Der nach erfolglosem Einspruchsverfahren erhobenen Klage gab das Finanzgericht (FG) mit der Begründung statt, die Nacherhebung des vorher erstatteten Zolls sei nach Art. 5 Abs. 2 der Verordnung (EWG) Nr. 1697/79 (NacherhebungsVO) ausgeschlossen. Der Irrtum des HZA, trotz Freigabe der Waren eine nachträgliche Änderung der Zollwertanmeldung zuzulassen, sei für die Klägerin unter Berücksichtigung ihrer Erfahrung und Sorgfalt nicht erkennbar gewesen.

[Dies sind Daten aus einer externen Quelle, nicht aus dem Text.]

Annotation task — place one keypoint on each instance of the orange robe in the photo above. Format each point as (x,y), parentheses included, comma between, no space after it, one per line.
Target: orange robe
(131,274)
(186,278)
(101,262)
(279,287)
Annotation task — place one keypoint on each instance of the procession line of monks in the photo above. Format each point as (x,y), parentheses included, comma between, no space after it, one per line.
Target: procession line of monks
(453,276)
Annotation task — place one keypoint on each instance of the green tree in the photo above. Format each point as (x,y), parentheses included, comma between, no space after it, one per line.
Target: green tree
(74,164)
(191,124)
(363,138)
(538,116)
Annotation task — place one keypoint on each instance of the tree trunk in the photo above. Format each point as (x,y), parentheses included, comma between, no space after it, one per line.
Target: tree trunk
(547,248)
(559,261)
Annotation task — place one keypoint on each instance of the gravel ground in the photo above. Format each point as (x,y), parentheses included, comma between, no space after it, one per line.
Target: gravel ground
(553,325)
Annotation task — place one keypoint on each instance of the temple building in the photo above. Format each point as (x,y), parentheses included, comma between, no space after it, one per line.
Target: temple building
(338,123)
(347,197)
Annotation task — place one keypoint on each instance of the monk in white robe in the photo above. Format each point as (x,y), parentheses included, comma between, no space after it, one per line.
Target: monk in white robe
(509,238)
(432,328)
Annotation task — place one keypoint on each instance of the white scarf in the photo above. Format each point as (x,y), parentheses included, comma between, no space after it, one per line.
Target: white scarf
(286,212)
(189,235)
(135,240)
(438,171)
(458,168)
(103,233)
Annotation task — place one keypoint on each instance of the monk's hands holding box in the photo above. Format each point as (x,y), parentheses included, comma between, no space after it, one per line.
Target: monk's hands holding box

Zwar sei sie gewerbsmäßig zu einem erheblichen Umfang im Einfuhrgeschäft tätig gewesen und habe infolgedessen über Erfahrungen in diesem Geschäft verfügt; die Frage einer nachträglichen Änderung der Zollwertanmeldung habe jedoch für sie ein Novum dargestellt, mit dem sie sich in den vergangenen Jahren noch nicht befaßt hätte. Die Klägerin habe auch keine Zweifel an der Richtigkeit der behördlichen Maßnahme haben müssen, da der Behörde der Rechtsirrtum in einem Erstattungsverfahren, das notwendig die Überprüfung einer vorangegangenen Abgabenfestsetzung enthalte, unterlaufen sei. Es sei daher für die Klägerin unzumutbar gewesen, sich nach der Durchfüh- rung eines besonderen Erstattungsverfahrens an weiterer Stelle über die Rechtmäßigkeit der Erstattung zu vergewissern. Außerdem sei es zum damaligen Zeitpunkt durchaus zweifelhaft gewesen, ob der Zollbeteiligte seine Zollwertanmeldung nach Freigabe der Ware nicht doch noch unter Darlegung ihm günstiger objektiv feststehender Umstände hätte ändern können.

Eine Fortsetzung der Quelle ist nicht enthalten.